Hablamos de una población compuesta mayoritariamente por individuos nacidos a partir de 1985. Tiene interés en los temas del entorno económico y político, pero por encima de todo quiere vivir su vida, saber de educación, seguridad, infraestructura, alimentación, deportes, tecnología, espectáculos, recreación y turismo. En tal sentido, el mensaje dado por la dirigencia política debería combinar elementos convencionales del entorno con la necesidad de sus audiencias de vivir plenamente. No puede presionar al mercado para que se interese solo en aquello que le interesa a ellos. Tiene que adaptarse también a los conectores naturales de los electores y llegar a ellos a través de las rutas que le son usuales en su vida diaria, incluyendo el irremplazable trabajo cara a cara y el uso de los medios alternativos.

No intento decir que el liderazgo no debe poner temas claves en la agenda de discusión. Simplemente que para hacerlo, debe conectarse también con los temas de interés de la gente o perderá su atención. Es como un cantante que pretende dar conciertos donde sólo canta sus canciones viejas. Quizás en el primero la gente delire. El segundo ya es conocido y normal y el tercero es un fastidio y sólo quedarán los fanáticos más duros. Si se pasa al otro extremo y pretende dar conciertos donde sólo presenta canciones nuevas y se niega a compartir lo que el público pide, este quedará insatisfecho y con expectativas no cubiertas, por lo que su disposición a abrir su mente a las nuevas canciones será muy limitado. Esa es la razón por lo que un cantante inteligente mezcla en su concierto lo nuevo con lo viejo para que todo se haga parte natural del interés de su audiencia.

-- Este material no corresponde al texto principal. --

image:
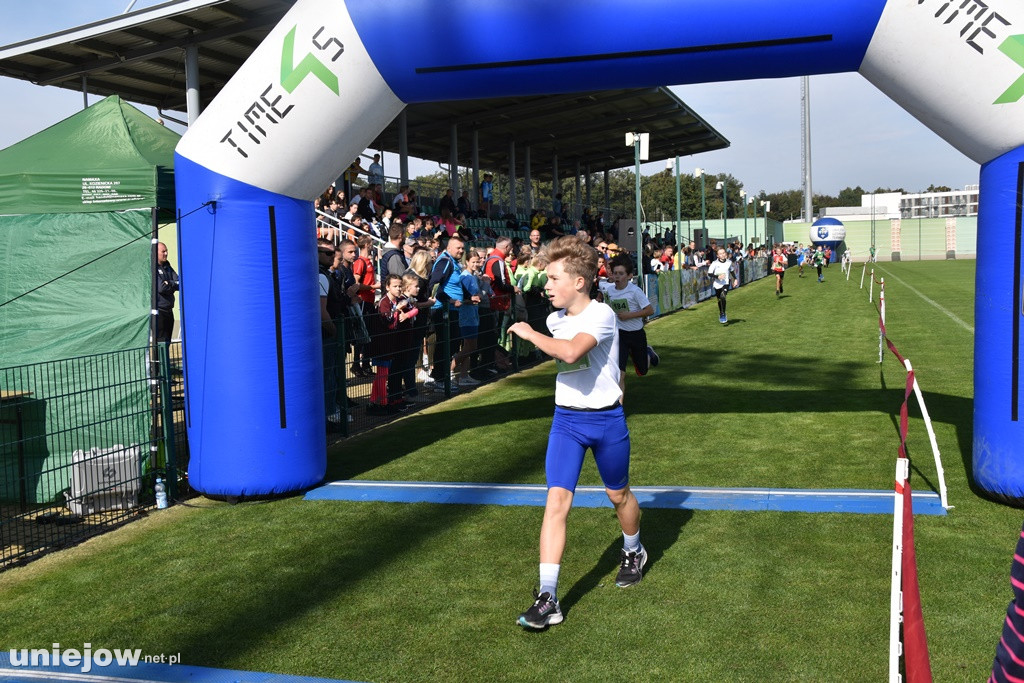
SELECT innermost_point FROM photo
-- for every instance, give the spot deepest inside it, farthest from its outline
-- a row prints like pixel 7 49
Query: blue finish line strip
pixel 678 498
pixel 143 672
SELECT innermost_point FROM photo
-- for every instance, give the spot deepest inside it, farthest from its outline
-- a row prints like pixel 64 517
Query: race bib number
pixel 582 364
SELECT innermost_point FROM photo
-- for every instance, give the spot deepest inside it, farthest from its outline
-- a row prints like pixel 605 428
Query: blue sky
pixel 858 135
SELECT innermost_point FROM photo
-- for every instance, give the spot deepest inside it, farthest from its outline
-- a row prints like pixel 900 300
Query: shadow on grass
pixel 659 528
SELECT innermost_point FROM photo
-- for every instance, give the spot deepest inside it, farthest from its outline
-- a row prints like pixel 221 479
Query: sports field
pixel 788 394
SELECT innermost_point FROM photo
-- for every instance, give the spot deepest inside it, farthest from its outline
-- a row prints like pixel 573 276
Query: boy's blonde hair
pixel 409 280
pixel 579 259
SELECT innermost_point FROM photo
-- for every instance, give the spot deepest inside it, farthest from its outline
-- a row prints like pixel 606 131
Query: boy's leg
pixel 556 514
pixel 627 509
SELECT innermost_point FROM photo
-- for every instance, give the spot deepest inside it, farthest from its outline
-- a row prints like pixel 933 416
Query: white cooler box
pixel 104 479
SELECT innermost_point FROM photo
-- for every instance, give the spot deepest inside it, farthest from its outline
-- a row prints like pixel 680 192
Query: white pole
pixel 931 437
pixel 896 592
pixel 882 306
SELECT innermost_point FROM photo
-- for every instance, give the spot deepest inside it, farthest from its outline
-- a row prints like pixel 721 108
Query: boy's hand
pixel 521 330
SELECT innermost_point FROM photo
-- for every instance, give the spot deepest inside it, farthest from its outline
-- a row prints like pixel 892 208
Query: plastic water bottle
pixel 161 494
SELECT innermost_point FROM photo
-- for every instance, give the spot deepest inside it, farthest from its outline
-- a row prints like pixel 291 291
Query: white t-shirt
pixel 631 298
pixel 593 381
pixel 720 270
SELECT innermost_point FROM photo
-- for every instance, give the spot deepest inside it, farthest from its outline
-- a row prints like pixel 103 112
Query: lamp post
pixel 679 211
pixel 698 173
pixel 725 211
pixel 742 198
pixel 767 205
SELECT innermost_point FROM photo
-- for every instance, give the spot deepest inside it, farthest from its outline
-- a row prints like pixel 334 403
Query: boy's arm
pixel 567 350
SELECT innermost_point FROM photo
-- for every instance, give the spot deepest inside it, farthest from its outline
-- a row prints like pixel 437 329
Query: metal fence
pixel 82 440
pixel 81 443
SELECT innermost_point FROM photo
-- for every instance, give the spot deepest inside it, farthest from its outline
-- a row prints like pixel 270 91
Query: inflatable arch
pixel 328 79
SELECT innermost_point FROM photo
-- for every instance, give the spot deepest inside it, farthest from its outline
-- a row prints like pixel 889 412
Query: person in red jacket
pixel 363 270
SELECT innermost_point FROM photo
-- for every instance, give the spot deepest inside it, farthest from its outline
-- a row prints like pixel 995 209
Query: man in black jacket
pixel 167 285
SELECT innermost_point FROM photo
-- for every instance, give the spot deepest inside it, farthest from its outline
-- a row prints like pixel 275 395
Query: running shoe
pixel 631 567
pixel 545 611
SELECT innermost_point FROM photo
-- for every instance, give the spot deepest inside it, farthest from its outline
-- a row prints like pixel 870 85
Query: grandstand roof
pixel 140 56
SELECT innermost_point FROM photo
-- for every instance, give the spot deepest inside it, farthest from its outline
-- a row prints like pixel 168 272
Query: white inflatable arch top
pixel 331 76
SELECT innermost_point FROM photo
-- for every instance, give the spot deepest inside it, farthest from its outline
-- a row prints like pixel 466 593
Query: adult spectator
pixel 445 278
pixel 464 207
pixel 486 195
pixel 333 306
pixel 167 285
pixel 375 174
pixel 353 210
pixel 400 202
pixel 503 289
pixel 535 241
pixel 351 175
pixel 364 272
pixel 448 203
pixel 366 207
pixel 393 259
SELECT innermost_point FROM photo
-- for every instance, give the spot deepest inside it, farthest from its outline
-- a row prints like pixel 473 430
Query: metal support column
pixel 578 200
pixel 454 160
pixel 527 181
pixel 402 148
pixel 555 183
pixel 512 204
pixel 474 194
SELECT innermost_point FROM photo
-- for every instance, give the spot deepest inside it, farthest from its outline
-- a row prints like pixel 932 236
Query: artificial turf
pixel 788 394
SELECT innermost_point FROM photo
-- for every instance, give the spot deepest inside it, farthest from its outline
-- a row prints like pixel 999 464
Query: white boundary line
pixel 955 319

La conexión del liderazgo político actual con el elector ha sido pobre. Generalmente se limita a abordar temas clásicos, por vías convencionales, sin mayor interacción con el público y orientado hacia discusiones abstractas, sin establecer un conector directo con el planteamiento de soluciones a los problemas de su vida cotidiana. Por un lado, el mensaje de los líderes oficialistas se centra en: revolución, socialismo y antiimperialismo. Por el otro, los líderes opositores hablan de derechos humanos, libertad de expresión o rescate de la democracia.

Aunque los tópicos anteriores son válidos y sin duda tienen influencia en la vida de los venezolanos, hace falta aterrizarlos y vincularlos con las necesidades inmediatas de los electores. Para una persona en el barrio, de nada le sirve que le hablen de antiimperialismo o libertad de expresión, si la escuela de su hijo se está cayendo, si lo atracaron dos veces en un mes o si no consigue leche para los chamos. Y es difícil que entiendan que una cosa tiene que ver con la otra.

Los líderes tienen dos opciones: quejarse de que no se conecten con ellos porque la gente no entiende nada (y nunca los seguirán) o les explican, entrando primero a su vida cotidiana para lograr su conexión y luego construyen desde ahí las dimensiones más sofisticadas. Los líderes deciden qué hacen... y la gente a quién sigue.